* Android and the C locale
@ 2023-01-16 14:57 Bruno Haible
2023-01-17 13:10 ` hard_locale on Android Bruno Haible
0 siblings, 1 reply; 2+ messages in thread
From: Bruno Haible @ 2023-01-16 14:57 UTC (permalink / raw)
To: bug-gnulib
[-- Attachment #1: Type: text/plain, Size: 4090 bytes --]
Android < 5.0 had only dummy locales.
Starting with Android 5.0 (according to the Android libc's git history),
they have locales. But there are two problems:
1) The default locale (i.e. the locale in use when setlocale was not called)

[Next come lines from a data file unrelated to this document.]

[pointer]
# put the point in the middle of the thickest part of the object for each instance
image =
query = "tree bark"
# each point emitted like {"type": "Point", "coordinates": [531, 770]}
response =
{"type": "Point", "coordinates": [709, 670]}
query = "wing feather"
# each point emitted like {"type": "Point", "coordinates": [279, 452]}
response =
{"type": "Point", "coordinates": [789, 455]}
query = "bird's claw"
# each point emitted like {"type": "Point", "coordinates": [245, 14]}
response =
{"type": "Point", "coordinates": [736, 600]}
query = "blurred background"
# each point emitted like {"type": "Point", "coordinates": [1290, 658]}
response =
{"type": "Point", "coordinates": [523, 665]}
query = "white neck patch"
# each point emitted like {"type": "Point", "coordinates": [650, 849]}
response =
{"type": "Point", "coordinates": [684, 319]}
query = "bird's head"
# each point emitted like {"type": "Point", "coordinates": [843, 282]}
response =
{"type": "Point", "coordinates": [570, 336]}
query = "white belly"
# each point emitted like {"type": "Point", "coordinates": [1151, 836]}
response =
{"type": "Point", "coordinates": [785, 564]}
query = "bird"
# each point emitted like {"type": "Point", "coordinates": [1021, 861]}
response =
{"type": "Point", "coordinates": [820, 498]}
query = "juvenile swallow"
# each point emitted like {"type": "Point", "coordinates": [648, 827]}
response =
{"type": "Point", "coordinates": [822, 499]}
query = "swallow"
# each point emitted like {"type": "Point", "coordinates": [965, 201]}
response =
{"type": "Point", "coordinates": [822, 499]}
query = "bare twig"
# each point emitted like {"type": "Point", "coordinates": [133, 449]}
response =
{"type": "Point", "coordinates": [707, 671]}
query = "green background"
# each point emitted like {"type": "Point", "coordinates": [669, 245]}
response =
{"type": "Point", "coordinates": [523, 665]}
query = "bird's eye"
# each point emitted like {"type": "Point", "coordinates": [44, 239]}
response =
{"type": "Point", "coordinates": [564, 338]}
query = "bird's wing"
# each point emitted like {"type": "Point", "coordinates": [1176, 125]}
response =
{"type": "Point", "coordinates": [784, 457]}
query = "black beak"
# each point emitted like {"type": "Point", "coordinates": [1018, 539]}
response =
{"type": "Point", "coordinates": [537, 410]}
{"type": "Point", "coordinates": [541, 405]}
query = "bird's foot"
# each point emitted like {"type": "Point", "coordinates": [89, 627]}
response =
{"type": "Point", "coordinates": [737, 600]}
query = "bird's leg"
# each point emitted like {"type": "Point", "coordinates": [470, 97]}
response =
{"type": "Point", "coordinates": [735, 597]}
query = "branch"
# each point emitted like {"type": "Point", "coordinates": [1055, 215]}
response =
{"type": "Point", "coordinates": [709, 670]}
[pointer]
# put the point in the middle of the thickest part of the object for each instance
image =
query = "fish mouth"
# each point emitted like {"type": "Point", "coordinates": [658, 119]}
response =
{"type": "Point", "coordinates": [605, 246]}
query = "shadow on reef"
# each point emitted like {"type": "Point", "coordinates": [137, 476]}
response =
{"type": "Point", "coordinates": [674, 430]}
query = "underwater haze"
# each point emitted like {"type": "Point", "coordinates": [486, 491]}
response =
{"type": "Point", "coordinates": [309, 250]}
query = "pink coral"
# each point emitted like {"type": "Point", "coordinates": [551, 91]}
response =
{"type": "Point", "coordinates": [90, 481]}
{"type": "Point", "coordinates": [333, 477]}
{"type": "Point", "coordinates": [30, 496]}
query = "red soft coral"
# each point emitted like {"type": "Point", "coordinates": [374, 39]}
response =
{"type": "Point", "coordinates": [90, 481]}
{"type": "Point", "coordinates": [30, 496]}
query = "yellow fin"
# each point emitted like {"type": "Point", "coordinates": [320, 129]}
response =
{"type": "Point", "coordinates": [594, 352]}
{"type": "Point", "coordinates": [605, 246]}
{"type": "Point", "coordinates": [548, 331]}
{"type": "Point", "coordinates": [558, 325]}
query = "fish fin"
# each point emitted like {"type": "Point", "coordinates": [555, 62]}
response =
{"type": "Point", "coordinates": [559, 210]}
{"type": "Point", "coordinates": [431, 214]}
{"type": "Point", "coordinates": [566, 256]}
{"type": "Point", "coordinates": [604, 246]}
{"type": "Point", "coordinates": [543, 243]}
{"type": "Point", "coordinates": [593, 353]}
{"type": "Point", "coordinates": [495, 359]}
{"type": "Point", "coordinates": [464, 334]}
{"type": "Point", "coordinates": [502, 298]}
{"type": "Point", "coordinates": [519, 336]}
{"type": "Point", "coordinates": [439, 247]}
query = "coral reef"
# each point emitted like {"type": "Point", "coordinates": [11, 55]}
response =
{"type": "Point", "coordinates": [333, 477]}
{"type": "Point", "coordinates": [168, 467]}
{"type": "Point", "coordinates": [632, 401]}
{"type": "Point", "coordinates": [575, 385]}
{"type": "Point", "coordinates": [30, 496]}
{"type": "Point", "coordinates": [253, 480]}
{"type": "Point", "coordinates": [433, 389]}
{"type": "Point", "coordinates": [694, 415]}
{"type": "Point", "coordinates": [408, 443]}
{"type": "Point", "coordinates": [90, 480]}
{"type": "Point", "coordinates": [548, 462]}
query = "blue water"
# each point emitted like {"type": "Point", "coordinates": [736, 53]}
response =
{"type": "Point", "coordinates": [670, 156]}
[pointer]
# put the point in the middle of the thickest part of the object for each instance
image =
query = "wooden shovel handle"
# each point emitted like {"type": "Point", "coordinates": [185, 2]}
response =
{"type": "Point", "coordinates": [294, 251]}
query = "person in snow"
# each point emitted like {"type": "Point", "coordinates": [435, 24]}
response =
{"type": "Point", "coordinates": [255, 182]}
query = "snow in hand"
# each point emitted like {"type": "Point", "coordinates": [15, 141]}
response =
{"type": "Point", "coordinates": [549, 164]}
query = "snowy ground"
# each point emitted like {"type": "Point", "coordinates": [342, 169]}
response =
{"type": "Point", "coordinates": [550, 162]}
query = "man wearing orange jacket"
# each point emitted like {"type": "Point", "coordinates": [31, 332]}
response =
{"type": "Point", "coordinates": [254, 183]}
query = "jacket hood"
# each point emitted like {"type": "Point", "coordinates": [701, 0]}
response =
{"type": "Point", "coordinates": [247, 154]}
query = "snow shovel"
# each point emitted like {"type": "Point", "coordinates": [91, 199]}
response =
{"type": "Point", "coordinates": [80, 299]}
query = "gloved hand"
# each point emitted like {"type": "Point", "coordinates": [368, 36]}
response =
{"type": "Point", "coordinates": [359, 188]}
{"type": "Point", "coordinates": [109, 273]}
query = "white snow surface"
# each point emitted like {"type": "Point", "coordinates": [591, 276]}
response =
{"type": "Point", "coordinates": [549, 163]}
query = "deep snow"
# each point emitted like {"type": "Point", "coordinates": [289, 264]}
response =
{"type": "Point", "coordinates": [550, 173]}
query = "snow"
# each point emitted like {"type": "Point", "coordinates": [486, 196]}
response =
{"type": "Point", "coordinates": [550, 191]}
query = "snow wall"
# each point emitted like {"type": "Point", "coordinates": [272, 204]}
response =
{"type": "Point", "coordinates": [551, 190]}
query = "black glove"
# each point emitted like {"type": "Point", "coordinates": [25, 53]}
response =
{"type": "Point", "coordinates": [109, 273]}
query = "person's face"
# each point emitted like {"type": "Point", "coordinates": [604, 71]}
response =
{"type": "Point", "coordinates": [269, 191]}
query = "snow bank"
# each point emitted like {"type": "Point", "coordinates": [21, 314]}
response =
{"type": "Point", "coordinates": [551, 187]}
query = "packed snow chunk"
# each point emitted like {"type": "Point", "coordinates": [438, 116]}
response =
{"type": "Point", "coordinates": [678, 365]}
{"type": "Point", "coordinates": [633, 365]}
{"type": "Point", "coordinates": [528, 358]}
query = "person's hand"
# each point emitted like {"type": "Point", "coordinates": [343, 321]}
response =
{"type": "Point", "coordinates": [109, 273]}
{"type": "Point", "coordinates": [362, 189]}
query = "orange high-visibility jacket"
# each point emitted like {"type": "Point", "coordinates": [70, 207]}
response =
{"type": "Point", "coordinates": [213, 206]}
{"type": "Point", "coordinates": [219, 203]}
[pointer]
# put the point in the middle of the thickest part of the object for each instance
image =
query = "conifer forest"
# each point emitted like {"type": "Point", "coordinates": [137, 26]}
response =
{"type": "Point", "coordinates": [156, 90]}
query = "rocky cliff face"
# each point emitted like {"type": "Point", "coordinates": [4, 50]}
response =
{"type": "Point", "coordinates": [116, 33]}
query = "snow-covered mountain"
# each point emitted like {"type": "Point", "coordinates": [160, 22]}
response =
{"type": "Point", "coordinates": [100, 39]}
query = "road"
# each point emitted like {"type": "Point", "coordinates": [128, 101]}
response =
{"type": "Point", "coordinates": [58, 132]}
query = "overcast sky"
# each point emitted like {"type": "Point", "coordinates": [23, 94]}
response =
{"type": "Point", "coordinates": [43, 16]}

is the "C.UTF-8" locale, not the "C" locale.
Test case:
================================================================================
#include <stdio.h>
#include <stdlib.h>
#include <locale.h>
int main ()
{
printf ("Locale=|%s| LC_CTYPE=|%s| MB_CUR_MAX=%d\n",
setlocale (LC_ALL, NULL), setlocale (LC_CTYPE, NULL), (int) MB_CUR_MAX);
}
================================================================================
prints
Locale=|C.UTF-8| LC_CTYPE=|C.UTF-8| MB_CUR_MAX=4
rather than the expected
Locale=|C| LC_CTYPE=|C| MB_CUR_MAX=1
POSIX <https://pubs.opengroup.org/onlinepubs/9699919799.2018edition/basedefs/V1_chap07.html#tag_07_02>
says that the default locale should be the "C"/"POSIX" locale.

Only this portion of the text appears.